El Padre Benito no quería que Tarsis fuera hermano lego. Le mosqueaba el que éste le hubiera manifestado su admiración por Santa Teresita del Niño Jesús, que «sin tener las órdenes mayores había llegado a la santidad».

—Tienes que ser sacerdote. No puedes desperdiciar los dones que Dios te ha dado; celebrarás el misterio de la Eucaristía. Confesarás.

—¿Que confiese yo?

—Tu pasado lo ha enterrado la losa de la vocación.

Para el Padre Benito, Tarsis era su sucesor… su heredero… su hijo… espiritual, se entiende. Tenía que realizar todo lo que él no había podido hacer por haber abrazado tan tarde la compañía. Le veía misionero en el Japón o enseñando en la Sorbona, provincial de la orden o fundador de conventos y para terminar subiendo a los altares. Cuando el Padre le hablaba con tanto fervor y cariño de su porvenir, Tarsis se sentía tan feliz como cuando en Ceret se sentaba junto a su padre, bajo el manzano del jardín. Y no le hubiera extrañado que un día el Padre Benito le dijera como su propio padre, con el mismo inolvidable acento y la misma tranquilidad:

—Los curas son tan sólo unos parásitos que viven de dar «alfalfa espiritual a los borregos de Cristo».

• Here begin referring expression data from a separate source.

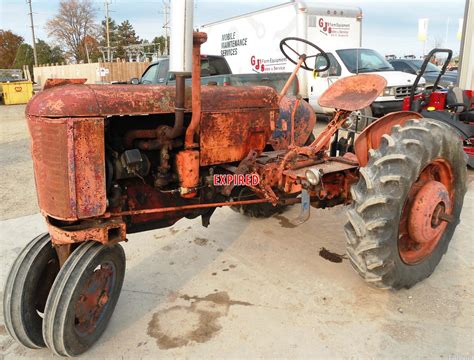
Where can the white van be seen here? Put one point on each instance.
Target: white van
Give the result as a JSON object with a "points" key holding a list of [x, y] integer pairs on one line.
{"points": [[350, 61], [250, 43]]}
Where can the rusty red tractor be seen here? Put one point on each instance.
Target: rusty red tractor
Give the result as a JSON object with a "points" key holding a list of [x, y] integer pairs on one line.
{"points": [[116, 159]]}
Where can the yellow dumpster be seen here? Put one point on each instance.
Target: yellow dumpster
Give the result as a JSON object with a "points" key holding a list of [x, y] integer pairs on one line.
{"points": [[17, 92]]}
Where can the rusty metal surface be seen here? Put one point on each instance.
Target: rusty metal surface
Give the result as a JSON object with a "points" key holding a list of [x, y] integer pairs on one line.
{"points": [[326, 167], [187, 166], [229, 136], [68, 159], [427, 210], [109, 100], [372, 135], [89, 167], [107, 231], [190, 207], [304, 122], [424, 224], [353, 92], [60, 82], [198, 39], [49, 150]]}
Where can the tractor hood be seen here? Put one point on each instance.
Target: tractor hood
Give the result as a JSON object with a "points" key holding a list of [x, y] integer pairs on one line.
{"points": [[110, 100]]}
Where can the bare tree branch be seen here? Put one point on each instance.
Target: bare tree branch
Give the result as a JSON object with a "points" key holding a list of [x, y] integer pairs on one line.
{"points": [[74, 23]]}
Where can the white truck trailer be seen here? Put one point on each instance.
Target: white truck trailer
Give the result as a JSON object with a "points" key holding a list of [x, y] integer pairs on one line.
{"points": [[250, 43]]}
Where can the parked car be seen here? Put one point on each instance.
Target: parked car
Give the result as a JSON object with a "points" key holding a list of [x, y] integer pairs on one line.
{"points": [[214, 71], [431, 73]]}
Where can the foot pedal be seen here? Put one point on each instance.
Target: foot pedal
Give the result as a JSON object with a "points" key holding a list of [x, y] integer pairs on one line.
{"points": [[304, 213]]}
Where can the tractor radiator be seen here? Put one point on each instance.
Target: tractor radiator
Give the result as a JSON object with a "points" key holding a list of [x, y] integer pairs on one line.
{"points": [[69, 164]]}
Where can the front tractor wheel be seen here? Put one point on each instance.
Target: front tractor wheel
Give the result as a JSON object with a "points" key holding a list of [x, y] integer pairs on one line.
{"points": [[406, 204], [26, 290], [83, 298]]}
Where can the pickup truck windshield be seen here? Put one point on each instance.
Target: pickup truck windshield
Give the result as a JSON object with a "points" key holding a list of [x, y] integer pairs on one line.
{"points": [[363, 60], [158, 73], [429, 68]]}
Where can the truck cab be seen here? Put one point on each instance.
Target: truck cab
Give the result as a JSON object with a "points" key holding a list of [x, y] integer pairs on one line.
{"points": [[158, 72], [350, 61]]}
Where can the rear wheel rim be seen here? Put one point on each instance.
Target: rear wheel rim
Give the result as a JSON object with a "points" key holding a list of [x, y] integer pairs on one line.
{"points": [[427, 212]]}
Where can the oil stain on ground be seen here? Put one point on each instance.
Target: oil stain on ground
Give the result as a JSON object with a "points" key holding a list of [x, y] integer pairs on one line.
{"points": [[201, 241], [180, 325], [333, 257], [284, 222]]}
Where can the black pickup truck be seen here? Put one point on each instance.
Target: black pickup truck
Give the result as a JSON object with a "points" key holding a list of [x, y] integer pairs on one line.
{"points": [[215, 71]]}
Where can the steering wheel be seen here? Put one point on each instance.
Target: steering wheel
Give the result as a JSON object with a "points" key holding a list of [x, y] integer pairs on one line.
{"points": [[305, 66]]}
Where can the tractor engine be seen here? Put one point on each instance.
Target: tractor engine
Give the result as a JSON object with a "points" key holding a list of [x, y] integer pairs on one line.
{"points": [[96, 151]]}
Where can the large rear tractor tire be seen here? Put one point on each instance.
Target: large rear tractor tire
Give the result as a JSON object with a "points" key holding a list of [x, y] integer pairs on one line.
{"points": [[26, 290], [406, 204], [83, 298]]}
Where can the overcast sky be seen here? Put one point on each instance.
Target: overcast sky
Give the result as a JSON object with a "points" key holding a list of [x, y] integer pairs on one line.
{"points": [[389, 26]]}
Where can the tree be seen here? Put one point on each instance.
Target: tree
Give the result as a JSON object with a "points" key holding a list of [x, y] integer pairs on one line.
{"points": [[9, 44], [126, 36], [113, 38], [47, 54], [71, 26], [160, 43], [24, 56]]}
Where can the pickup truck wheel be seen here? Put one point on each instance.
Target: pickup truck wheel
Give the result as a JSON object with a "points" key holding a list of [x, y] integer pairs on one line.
{"points": [[406, 204], [26, 290], [83, 298]]}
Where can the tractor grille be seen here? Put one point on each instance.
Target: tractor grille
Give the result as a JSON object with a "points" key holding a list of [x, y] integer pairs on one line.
{"points": [[50, 160], [402, 91]]}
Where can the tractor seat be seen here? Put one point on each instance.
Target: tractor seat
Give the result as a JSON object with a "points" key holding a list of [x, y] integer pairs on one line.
{"points": [[353, 92], [457, 100]]}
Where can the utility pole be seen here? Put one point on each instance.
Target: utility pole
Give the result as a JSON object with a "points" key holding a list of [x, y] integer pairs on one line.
{"points": [[107, 28], [33, 33], [166, 24]]}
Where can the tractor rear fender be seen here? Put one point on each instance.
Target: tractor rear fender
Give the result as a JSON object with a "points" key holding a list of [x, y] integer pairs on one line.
{"points": [[371, 136]]}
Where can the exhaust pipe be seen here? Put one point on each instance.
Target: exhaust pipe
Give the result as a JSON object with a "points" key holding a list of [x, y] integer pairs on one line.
{"points": [[180, 56]]}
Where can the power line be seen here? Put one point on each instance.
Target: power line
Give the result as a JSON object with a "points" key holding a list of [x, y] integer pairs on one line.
{"points": [[107, 28], [33, 33]]}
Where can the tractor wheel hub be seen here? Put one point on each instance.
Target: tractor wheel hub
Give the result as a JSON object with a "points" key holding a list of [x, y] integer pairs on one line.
{"points": [[429, 213]]}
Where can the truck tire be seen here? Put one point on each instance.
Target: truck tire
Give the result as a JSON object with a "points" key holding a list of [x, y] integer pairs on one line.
{"points": [[395, 234], [83, 298]]}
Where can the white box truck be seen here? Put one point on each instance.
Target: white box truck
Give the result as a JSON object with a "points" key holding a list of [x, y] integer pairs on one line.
{"points": [[250, 43]]}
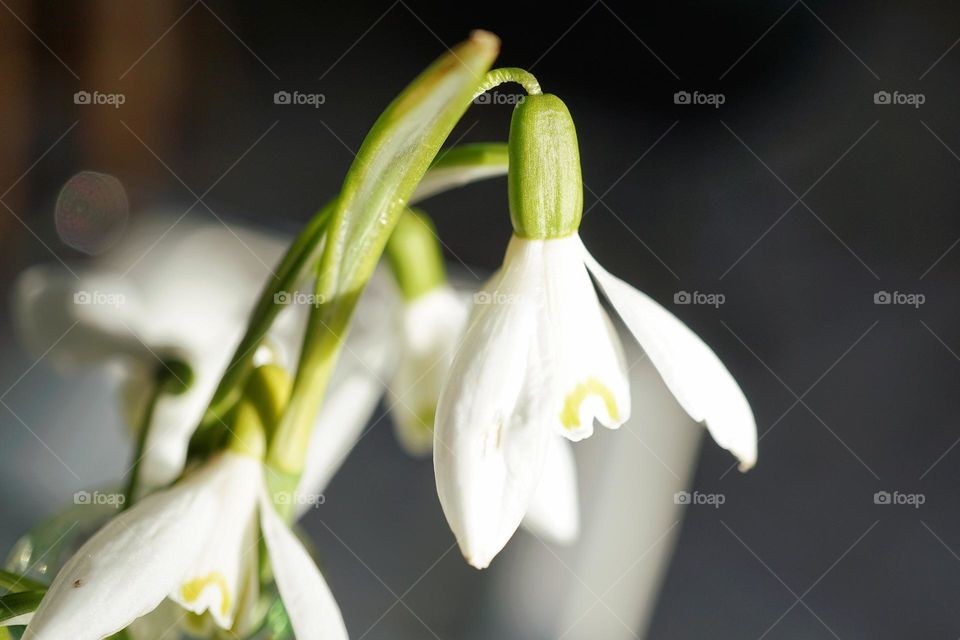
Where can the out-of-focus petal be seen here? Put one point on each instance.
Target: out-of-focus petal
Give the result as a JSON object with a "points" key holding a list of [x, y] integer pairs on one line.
{"points": [[554, 511], [77, 322], [432, 326], [133, 563], [313, 612], [215, 581]]}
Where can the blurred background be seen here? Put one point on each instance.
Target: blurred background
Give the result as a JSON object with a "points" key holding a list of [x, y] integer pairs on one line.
{"points": [[783, 176]]}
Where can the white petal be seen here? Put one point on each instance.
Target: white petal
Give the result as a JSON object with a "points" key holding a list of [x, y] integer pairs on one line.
{"points": [[554, 511], [215, 581], [174, 419], [492, 424], [163, 623], [77, 322], [589, 373], [432, 326], [690, 369], [133, 563], [313, 612]]}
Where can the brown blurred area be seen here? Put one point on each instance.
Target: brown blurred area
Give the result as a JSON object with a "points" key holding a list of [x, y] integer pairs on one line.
{"points": [[48, 52]]}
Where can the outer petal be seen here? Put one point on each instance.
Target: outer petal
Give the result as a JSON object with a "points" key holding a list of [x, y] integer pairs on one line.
{"points": [[492, 426], [690, 369], [589, 375], [175, 417], [215, 581], [554, 511], [163, 623], [129, 566], [313, 612], [432, 326], [77, 322]]}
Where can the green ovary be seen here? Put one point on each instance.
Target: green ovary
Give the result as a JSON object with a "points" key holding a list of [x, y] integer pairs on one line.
{"points": [[570, 415]]}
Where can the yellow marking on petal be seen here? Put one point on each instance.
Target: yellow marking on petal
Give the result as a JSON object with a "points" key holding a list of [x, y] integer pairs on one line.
{"points": [[570, 415], [192, 589]]}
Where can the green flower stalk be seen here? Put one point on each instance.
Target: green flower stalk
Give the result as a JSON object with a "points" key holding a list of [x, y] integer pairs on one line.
{"points": [[391, 162], [414, 255]]}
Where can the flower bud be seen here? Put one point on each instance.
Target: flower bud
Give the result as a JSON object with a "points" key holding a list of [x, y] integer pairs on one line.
{"points": [[546, 190]]}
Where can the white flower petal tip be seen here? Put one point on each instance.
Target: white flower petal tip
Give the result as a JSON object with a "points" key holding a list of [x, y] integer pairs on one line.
{"points": [[691, 370], [313, 612], [554, 511], [491, 434]]}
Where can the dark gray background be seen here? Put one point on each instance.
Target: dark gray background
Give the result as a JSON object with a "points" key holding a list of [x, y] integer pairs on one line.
{"points": [[851, 397]]}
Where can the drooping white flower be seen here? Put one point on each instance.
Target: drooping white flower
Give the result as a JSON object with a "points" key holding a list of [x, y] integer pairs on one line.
{"points": [[540, 356], [143, 303], [195, 543]]}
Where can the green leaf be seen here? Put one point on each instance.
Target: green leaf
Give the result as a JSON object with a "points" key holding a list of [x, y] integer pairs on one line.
{"points": [[392, 160], [14, 582], [414, 254], [17, 604]]}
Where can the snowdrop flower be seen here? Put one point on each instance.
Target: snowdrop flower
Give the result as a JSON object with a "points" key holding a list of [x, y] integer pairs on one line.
{"points": [[433, 317], [195, 543], [144, 304], [540, 358]]}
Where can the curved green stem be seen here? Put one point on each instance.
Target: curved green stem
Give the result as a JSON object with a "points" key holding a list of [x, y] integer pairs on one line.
{"points": [[496, 77], [392, 160], [291, 269]]}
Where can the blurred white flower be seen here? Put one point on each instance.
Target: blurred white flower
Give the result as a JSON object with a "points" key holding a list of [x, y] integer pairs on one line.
{"points": [[431, 326], [195, 543], [187, 296], [540, 358]]}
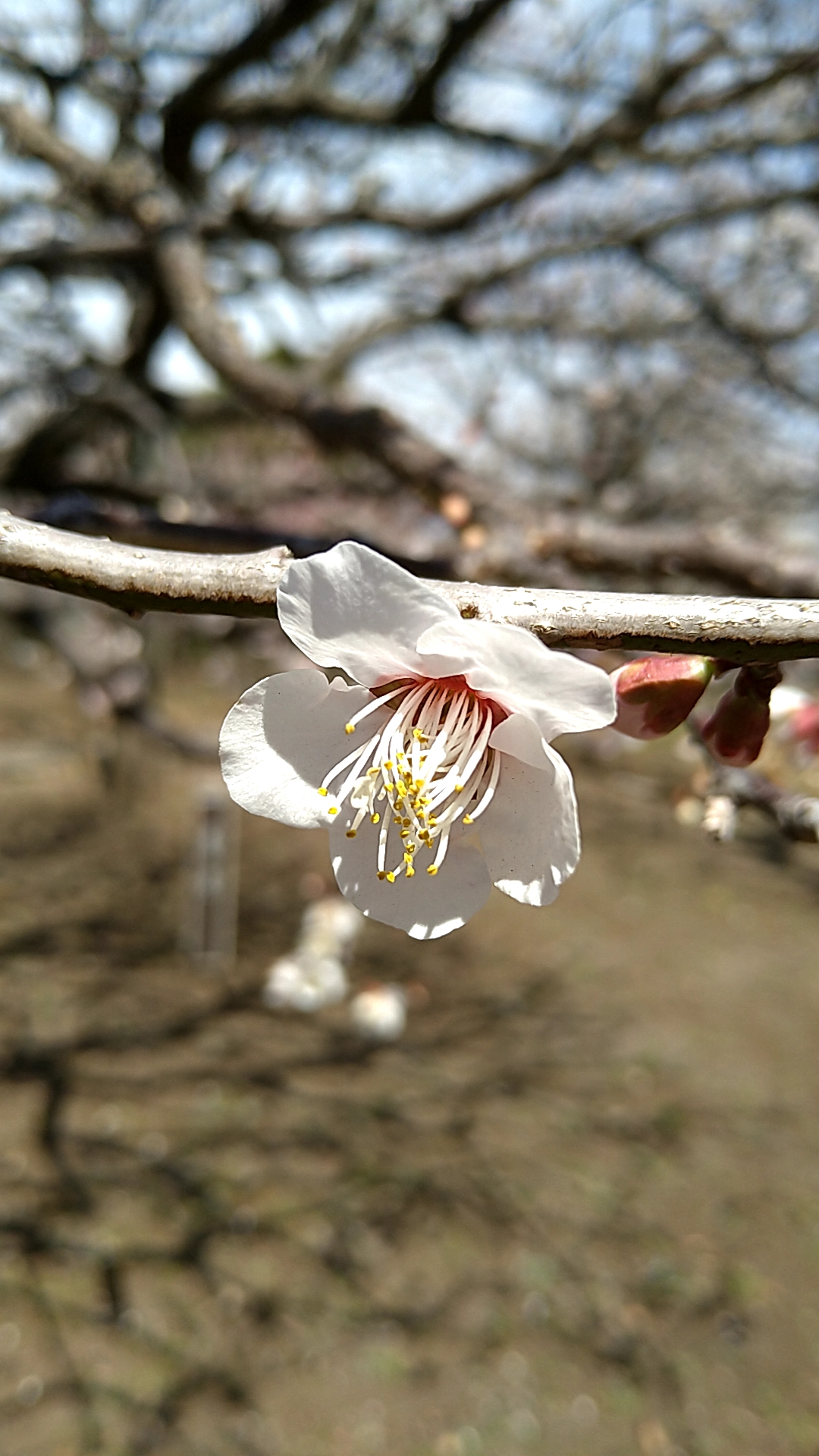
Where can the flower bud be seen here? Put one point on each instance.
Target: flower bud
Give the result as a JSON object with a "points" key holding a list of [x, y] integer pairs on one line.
{"points": [[654, 695], [736, 728]]}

Tarsis toma por fin el Alfil de Amary con su Dama (12…, Dd8xe7) como todos los espectadores esperaban desde hacía diez minutos. No había otra jugada. Ha permanecido durante todo este tiempo en su salón, sin que nadie pueda saber si los ha pasado realmente analizando la posición. Después de efectuar la jugada mira al tablero como relamiéndose: el zafarrancho de combate ya lo hizo sonar al instalar su caballo en e4 y, tras la pausa obligada de las dos últimas jugadas, va a destrozar la posición de su rival.